– Récompense et communauté. – Le choix du régime matrimonial des futurs époux peut varier selon plusieurs critères, et notamment celui du patrimoine déjà existant ou celui d'éventuels héritages à venir. Contrairement aux idées reçues, ces critères ne devraient en réalité que peu influer sur le choix des futurs époux car les biens reçus par donation, succession et legs sont propres à l'époux qui les reçoit quel que soit le régime matrimonial278. C'est alors le mécanisme des récompenses qui entre en jeu. Il a pour but de rétablir l'équilibre entre les masses propre et commune en cas de mouvement de valeur entre elles au cours du régime de la communauté.

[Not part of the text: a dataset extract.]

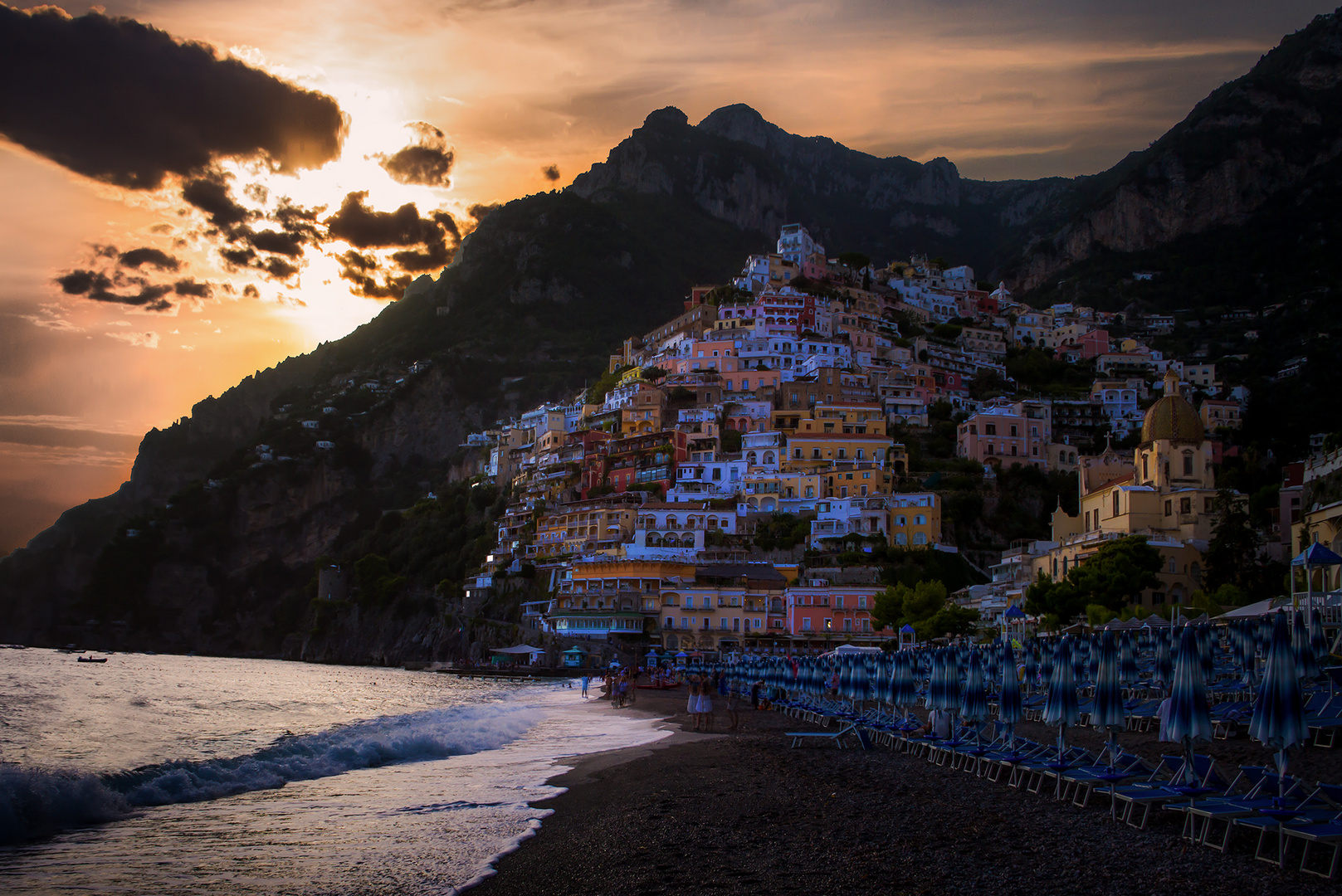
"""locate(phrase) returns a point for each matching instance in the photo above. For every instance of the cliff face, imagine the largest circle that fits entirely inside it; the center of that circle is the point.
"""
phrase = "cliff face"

La fragilisation des récompenses
La fragilisation des récompenses
Rapport du 121e Congrès des notaires de France - Dernière date de mise à jour le 31 janvier 2025
– L'interprétation jurisprudentielle. – Or, ce principe connaît une interprétation jurisprudentielle qui contrevient à la sécurisation de la récompense.
La problématique est la suivante : un époux encaisse des fonds provenant d'une succession, d'une donation, ou possède des économies avant mariage. Selon l'article 1433 du Code civil : « La communauté doit récompense à l'époux propriétaire toutes les fois qu'elle a tiré profit de biens propres » ; « il en est ainsi, notamment, quand elle a encaissé des deniers propres ou provenant de la vente d'un propre, sans qu'il en ait été fait emploi ou remploi ». Or, la position actuelle de la Cour de cassation peut lui faire craindre de ne pas récupérer cet argent. En effet, pour définir si la communauté a tiré profit des fonds propres, la Haute juridiction considère que l'encaissement sur un compte joint présume le profit : il y aurait ainsi davantage de chance que les sommes d'argent aient servi à la communauté si elles sont déposées sur un compte ouvert au nom des deux époux. La charge de la preuve que la communauté a tiré profit des fonds reviendra à l'époux alors même qu'ils ont été déposés sur un compte ouvert à son seul nom. Mais cette preuve est ô combien délicate à rapporter à la dissolution du régime. Les juges ont donc érigé la titularité du compte comme facteur déterminant la présomption de profit ouvrant droit à récompense. Cette jurisprudence est porteuse d'insécurité pour l'époux titulaire de fonds propres. À la lumière de celle-ci, le notaire prendra garde de conseiller, voire de convaincre l'époux de déposer les fonds sur un compte joint pour faciliter la preuve d'une récompense. À l'inverse, en raison de leur fongibilité, cet époux verra se dissiper tout espoir de récupérer ses fonds propres, lesquels feront l'objet d'un partage par moitié lors de la dissolution. Les aléas fragilisent les récompenses et mettent en péril la préservation du patrimoine propre.